RD114 virus A strain in the genus Gammaretrovirus isolated when a human rhabdomyosarcoma cell line (RD) was passed in cat fetuses developing in utero. One kitten at birth contained RD tumor cells which were producing a type C oncovirus. Differs in major species-specific protein and reverse transcriptase from exogenous cat type C virus, but very similar or identical to feline endogenous type C retrovirus. It is a xenotropic virus unable to infect cat cells and was at first thought to be a human virus. No association with disease. Multiple copies of RD114 viral genomes are found in all domestic cat cells, but these are not normally expressed. Most wild cats do not have these endogenous sequences. The virus is related to an endogenous retrovirus of baboons, and may have been acquired from African primates several million years ago. Receptors for RD114 virus have been
identified on human cells, and the virus is being used experimentally as a pseudotype vector for therapeutic gene transfer into human hematopoietic stem cells.

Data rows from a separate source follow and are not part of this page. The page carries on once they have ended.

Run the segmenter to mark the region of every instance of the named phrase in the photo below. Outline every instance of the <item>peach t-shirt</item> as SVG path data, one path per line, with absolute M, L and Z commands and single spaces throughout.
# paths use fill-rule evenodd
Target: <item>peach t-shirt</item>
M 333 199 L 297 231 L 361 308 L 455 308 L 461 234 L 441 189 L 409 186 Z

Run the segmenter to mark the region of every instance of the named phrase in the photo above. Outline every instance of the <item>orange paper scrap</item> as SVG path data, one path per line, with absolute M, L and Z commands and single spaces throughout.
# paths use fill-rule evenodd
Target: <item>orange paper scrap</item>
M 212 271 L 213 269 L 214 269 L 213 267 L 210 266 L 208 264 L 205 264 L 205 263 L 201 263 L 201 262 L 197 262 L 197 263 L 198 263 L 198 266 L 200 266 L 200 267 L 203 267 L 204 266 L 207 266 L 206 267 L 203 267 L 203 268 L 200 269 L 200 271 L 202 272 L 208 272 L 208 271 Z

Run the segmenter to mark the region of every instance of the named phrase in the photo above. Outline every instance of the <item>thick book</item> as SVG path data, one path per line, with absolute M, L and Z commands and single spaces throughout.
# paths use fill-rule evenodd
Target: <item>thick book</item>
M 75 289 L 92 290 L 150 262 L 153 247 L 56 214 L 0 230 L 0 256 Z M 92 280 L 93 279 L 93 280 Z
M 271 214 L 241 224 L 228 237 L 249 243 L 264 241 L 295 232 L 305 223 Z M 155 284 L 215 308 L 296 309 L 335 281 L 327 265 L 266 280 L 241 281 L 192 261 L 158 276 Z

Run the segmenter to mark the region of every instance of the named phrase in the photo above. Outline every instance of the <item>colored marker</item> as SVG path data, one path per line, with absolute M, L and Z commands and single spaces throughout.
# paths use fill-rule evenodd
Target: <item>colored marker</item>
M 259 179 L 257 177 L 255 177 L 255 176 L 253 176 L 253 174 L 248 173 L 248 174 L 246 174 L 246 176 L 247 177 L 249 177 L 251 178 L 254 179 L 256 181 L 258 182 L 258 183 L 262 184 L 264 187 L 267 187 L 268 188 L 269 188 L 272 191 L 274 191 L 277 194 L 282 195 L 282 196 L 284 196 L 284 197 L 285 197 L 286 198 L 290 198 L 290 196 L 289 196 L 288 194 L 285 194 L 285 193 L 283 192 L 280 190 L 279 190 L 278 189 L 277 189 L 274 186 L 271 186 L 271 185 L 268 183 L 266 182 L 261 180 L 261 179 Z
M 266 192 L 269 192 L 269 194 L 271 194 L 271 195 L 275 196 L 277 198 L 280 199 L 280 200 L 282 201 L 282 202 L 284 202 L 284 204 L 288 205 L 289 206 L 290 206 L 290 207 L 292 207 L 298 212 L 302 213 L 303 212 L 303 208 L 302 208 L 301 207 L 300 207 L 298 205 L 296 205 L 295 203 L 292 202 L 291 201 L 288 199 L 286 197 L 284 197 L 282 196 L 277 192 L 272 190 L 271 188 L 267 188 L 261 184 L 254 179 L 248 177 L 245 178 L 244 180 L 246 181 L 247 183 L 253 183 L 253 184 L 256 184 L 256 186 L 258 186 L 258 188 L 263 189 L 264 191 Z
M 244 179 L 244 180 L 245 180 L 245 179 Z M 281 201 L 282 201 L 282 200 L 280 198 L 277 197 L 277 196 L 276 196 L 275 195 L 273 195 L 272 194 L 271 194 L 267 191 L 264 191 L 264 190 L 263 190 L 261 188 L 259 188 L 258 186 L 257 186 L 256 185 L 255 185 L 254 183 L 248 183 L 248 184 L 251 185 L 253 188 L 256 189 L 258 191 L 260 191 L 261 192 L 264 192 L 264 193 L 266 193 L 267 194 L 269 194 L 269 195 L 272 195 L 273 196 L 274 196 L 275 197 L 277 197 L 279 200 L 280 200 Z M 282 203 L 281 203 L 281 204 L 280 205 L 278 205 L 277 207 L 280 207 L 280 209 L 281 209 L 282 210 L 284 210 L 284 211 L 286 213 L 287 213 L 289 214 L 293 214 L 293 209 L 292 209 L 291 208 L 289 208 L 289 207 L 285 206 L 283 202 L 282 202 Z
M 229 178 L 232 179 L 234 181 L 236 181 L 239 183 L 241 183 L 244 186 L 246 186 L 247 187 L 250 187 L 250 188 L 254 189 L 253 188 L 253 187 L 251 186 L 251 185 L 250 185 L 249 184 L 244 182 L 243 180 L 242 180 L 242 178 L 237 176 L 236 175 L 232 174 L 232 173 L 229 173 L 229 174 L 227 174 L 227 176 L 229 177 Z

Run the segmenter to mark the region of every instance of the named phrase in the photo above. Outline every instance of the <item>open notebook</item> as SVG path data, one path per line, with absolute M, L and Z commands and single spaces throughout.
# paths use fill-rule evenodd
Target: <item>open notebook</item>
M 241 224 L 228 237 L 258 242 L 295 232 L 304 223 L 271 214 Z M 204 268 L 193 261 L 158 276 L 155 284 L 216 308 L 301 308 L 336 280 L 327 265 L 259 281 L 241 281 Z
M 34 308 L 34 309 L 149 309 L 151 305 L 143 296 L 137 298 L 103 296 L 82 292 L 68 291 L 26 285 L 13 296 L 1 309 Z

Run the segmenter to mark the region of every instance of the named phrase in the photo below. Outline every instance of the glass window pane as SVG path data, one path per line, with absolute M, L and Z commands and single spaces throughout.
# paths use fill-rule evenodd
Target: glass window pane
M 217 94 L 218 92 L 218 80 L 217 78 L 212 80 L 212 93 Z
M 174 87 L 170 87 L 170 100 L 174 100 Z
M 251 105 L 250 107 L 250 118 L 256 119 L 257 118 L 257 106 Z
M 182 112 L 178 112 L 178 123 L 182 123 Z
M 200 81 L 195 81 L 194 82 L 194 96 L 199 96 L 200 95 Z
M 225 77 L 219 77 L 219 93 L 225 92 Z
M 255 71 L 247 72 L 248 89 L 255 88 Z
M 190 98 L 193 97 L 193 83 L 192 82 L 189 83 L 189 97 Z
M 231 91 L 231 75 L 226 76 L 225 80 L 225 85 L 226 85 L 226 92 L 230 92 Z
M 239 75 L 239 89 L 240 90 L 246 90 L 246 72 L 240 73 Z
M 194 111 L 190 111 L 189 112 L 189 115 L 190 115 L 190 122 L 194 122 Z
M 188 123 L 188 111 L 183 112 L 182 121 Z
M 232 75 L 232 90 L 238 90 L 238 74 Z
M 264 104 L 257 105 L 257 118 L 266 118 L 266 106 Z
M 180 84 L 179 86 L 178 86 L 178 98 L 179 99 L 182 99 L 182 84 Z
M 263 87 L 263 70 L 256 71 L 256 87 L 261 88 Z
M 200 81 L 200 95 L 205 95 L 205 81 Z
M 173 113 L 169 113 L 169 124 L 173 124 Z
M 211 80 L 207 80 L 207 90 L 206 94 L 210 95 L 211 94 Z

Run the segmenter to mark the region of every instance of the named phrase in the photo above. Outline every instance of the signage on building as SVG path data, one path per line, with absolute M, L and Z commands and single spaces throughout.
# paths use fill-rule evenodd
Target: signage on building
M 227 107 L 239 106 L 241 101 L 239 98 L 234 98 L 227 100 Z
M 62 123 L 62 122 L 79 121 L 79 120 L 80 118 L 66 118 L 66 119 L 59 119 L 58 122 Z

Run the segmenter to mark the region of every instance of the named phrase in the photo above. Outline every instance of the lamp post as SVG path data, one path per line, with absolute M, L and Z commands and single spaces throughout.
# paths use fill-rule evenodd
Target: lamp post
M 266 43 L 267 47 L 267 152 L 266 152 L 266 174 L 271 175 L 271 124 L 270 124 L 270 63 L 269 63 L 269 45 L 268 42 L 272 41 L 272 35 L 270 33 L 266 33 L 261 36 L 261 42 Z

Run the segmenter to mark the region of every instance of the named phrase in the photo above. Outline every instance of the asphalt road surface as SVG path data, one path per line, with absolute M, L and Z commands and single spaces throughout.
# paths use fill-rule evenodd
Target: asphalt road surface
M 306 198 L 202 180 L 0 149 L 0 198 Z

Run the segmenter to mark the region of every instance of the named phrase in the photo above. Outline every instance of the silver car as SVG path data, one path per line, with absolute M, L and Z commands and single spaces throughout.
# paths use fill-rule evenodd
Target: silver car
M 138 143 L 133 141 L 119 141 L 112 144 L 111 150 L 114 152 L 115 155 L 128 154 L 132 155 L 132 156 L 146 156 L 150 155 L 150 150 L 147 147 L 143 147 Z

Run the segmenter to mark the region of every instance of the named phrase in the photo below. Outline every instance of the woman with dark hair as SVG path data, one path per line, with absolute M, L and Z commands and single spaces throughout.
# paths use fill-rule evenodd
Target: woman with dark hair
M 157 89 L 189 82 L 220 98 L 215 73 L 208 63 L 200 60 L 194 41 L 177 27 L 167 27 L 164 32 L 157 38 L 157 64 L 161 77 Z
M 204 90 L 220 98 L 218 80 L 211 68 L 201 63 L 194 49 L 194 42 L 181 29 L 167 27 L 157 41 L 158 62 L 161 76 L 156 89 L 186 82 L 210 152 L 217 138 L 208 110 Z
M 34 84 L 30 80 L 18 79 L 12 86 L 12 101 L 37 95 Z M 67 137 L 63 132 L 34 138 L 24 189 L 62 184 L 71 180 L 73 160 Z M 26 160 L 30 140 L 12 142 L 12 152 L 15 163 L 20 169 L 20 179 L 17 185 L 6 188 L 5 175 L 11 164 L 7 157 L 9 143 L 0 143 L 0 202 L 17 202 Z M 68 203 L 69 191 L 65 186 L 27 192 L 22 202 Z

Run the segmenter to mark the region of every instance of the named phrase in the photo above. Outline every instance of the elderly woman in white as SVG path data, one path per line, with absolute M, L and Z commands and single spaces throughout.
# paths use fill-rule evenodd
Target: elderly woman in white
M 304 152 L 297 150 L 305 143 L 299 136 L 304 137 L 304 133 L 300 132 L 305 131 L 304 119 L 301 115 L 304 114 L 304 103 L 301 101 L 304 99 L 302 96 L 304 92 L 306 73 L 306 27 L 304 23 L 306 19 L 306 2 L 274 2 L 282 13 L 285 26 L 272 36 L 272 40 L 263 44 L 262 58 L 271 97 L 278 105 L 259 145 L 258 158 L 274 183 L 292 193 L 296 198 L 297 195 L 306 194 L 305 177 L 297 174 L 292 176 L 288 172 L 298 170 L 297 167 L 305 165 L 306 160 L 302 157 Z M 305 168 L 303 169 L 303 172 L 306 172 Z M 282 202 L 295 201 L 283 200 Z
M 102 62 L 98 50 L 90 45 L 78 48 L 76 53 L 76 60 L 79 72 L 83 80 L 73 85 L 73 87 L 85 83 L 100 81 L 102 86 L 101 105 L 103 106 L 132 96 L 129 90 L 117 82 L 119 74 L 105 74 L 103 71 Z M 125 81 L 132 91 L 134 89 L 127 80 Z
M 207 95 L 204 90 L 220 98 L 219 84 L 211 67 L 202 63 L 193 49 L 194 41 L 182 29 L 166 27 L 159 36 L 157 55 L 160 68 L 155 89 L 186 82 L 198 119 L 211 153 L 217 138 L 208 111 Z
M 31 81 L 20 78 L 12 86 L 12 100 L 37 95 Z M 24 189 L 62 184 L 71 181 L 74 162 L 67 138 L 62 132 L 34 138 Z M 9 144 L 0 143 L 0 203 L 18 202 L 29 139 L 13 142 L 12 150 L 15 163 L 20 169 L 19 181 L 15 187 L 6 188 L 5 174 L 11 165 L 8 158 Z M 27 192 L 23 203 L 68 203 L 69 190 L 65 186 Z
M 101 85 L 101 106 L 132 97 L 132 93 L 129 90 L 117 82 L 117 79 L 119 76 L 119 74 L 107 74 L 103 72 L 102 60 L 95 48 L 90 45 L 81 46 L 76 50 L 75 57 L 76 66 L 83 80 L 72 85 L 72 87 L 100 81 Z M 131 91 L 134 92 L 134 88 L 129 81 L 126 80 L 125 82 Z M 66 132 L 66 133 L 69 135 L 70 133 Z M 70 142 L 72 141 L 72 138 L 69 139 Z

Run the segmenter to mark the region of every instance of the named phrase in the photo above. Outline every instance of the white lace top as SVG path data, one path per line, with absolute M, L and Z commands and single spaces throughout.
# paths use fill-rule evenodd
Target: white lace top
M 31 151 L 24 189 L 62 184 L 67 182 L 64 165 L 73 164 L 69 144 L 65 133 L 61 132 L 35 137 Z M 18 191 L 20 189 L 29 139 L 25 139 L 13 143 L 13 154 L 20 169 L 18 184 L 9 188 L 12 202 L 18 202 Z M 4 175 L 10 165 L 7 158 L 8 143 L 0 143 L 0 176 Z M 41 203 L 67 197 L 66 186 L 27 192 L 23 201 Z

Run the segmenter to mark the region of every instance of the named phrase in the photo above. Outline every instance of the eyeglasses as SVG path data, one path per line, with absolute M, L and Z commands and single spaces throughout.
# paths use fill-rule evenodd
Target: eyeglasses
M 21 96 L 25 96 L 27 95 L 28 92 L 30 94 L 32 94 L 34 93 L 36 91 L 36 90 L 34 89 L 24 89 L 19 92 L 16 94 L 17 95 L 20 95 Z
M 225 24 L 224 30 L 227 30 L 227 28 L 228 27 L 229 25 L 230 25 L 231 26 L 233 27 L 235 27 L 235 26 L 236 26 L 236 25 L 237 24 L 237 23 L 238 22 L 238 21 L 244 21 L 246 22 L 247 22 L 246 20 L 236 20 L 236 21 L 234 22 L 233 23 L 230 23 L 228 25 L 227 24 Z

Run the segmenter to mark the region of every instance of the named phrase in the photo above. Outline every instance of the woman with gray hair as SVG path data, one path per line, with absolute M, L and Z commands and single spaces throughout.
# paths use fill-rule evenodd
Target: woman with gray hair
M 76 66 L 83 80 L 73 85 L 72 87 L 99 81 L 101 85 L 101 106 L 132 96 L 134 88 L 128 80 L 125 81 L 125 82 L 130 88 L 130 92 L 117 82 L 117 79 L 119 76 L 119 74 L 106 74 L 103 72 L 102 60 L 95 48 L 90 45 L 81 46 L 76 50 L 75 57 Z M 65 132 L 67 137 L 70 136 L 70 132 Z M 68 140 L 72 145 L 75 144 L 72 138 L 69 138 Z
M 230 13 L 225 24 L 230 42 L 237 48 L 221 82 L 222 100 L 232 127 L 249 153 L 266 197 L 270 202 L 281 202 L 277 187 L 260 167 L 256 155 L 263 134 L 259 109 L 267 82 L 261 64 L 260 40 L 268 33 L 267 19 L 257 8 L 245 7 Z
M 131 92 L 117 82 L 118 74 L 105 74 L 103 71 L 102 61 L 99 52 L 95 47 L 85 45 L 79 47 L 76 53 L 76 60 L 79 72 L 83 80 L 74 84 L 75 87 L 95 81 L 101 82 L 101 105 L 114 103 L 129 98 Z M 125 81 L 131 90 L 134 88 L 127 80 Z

Kelly PF et al (2000) Blood 96, 1206 Niman HL et al (1977) Nature 226, 357
reactivation A special type of recombination. When one or more of the virus particles involved in a multiple infection is inactivated, and unable alone to initiate a productive cycle, it nevertheless can contribute to the production of progeny virus with the assistance of the other viruses, i.e. it is 'reactivated'. When the virus particles involved differ genetically, the process is known as 'cross-reactivation' or 'marker rescue'. If they are genetically identical and all are inactivated, the process is known as 'multiplicity reactivation'. 'Non-genetic reactivation' is in fact not a case of reactivation, but a special example of complementation of a virus inactivated by damage to its proteins rather than its genome nucleic acid. See Berry-Dedrick phenomenon.
reading frame A sequence of codons in RNA or DNA beginning with the initiation codon AUG. See open reading frame.
readthrough The reading of an mRNA through a stop codon. A suppressor tRNA causes the insertion of an amino acid into a growing polypeptide chain in response to the stop codon. The readthrough protein is thus longer than the usual polypeptide. See also protein synthesis, ribosomal frameshifting.
reannealing The coming together of complementary strands of nucleic acid after separation by melting. See hybridization.
reassortants Viruses which have derived parts of their genomes from two viruses involved in a mixed infection. This process is particularly likely to occur with viruses which have multisegmented genomes, such as Orthomyxoviridae and Reoviridae.
receptor A site or structure on the cell surface to which a virus binds. A host surface component that participates in virus binding and facilitates viral infection. See CD.